Top sources told HT that the government will shortly move a proposal for Cabinet approval to convert Rs 500 crore of debt of the joint venture — L&T Special Steels and Special Forgings (LTSSHF) — into equity to aid the company.
L&T and NPCIL had formed the Rs 1,725-crore joint venture in 2009 for specialised steel and forging products. While NPCIL holds 26% in the JV, L&T holds the remaining stake.
Sources told HT that the move recapitalise and bring out a financial package for the joint venture is part of Prime Minister Narendra Modi’s push for manufacturing through the signature Make in India initiative, particularly in the areas of defence and nuclear energy.
L&T declined to comment on the story, while NPCIL did not respond to HT’s emailed queries.

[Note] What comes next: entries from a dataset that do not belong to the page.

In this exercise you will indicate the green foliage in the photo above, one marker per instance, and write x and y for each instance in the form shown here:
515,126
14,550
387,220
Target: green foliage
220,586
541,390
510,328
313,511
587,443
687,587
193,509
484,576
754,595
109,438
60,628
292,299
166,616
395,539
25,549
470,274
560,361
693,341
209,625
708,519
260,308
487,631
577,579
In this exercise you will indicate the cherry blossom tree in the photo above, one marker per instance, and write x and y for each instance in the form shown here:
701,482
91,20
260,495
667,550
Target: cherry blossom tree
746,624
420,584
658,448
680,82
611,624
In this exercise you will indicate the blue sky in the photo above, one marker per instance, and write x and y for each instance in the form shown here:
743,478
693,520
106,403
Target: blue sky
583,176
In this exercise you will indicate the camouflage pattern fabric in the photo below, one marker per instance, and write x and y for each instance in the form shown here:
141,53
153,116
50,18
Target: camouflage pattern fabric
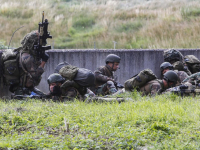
152,88
70,94
104,83
102,75
32,66
181,76
106,89
192,78
178,65
28,41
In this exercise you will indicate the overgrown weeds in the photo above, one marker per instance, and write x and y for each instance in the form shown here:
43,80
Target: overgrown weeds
161,122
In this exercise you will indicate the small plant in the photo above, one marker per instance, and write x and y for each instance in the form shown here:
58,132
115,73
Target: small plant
2,45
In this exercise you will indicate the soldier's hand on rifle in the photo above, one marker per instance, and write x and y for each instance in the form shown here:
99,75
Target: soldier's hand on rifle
110,79
45,57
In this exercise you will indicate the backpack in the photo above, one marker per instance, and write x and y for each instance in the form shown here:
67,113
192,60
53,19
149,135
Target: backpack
68,72
193,63
84,77
81,76
139,80
10,65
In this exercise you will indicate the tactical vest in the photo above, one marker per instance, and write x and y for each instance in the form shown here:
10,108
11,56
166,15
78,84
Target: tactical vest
10,64
193,63
106,72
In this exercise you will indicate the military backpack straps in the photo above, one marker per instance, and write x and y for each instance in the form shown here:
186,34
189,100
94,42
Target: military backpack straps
193,63
68,72
139,80
10,64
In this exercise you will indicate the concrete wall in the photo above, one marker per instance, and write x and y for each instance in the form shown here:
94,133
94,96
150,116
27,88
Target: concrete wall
132,61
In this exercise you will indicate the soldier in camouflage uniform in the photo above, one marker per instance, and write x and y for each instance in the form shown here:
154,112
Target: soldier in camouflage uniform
158,86
166,66
66,90
175,58
105,83
31,67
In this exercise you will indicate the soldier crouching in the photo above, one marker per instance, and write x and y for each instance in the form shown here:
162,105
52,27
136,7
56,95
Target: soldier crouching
105,83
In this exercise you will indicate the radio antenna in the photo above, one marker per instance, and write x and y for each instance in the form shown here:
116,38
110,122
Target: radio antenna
13,35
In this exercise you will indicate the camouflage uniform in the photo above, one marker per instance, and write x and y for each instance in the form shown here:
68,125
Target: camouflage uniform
181,76
152,88
104,83
71,90
176,59
181,67
29,66
192,78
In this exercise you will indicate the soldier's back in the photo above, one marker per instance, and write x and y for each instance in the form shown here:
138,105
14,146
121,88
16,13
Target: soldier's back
152,87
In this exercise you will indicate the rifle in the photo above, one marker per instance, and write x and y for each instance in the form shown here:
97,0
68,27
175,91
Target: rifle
40,48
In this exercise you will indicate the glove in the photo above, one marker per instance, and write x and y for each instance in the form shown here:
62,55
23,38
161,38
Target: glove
45,57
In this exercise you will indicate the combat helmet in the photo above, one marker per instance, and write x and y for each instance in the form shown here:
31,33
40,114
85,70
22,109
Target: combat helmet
171,76
29,40
55,78
166,65
172,55
112,58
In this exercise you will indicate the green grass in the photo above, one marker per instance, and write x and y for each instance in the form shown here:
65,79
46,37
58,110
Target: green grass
131,23
162,122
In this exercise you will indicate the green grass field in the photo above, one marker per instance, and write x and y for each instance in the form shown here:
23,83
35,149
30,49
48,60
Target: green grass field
162,122
81,24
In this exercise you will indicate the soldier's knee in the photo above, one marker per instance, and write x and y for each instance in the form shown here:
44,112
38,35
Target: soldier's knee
110,83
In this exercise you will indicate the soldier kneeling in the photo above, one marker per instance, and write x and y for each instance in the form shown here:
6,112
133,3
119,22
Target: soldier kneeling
63,89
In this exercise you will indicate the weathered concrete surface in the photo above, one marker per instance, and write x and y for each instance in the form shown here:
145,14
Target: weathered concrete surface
132,61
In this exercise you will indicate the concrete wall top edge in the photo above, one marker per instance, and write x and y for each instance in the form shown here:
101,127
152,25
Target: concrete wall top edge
109,50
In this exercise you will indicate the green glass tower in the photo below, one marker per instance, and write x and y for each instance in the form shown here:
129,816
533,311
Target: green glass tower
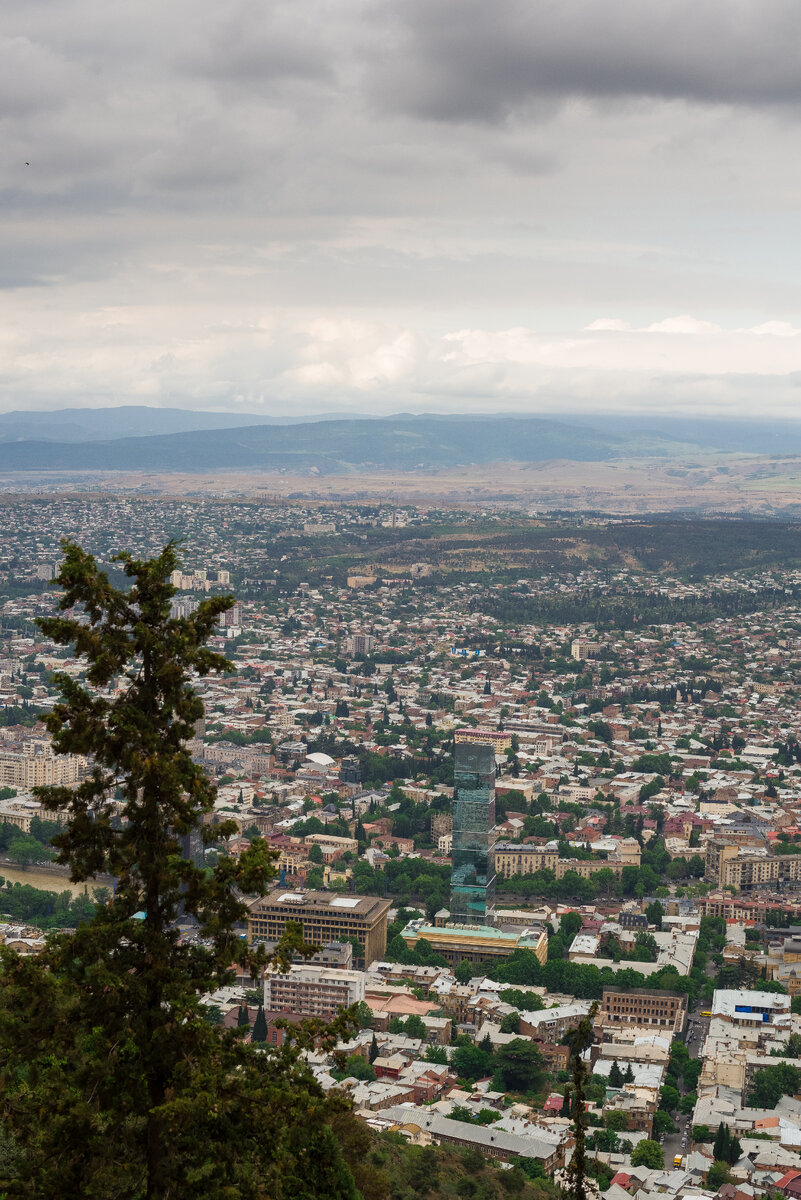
473,869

Sources said Modi is keen that India create its own indigenous heavy forging manufacturing capacities to reduce dependence on overseas vendors.
“It is important for us to develop indigenous manufacturing capacities of forgings to bridge the gap in domestic capabilities and produce equipment for nuclear, thermal power and hydrocarbon plants,” a source said.
At present, China (China First Heavy Industries, China Erzhong, SEC), France (Le Creusot), Russia (OMZ Izhora) and Japan (Japan Steel Works) produce ultra-heavy forgings and special steels.
The NPCIL and L&T joint venture was formed primarily to make special steels and ultra-heavy forgings, but delays in policies for nuclear power projects had forced the company to revise its business plans.
While new capacities are being planned in the UK (Sheffield Forgemasters) and also in India through Bharat Heavy Electricals and Bharat Forge Ltd, the tsunami and earthquake in Japan had triggered a backlash against nuclear reactors.
The joint venture was set up to supply finished forgings for nuclear reactors, pressurisers and steam generators, in addition to heavy forgings for critical equipment in the hydrocarbon sector, as well as for thermal power plants.
NPCIL is currently operating 21 nuclear power reactors with an installed capacity of 5,780 megawatt (MW.)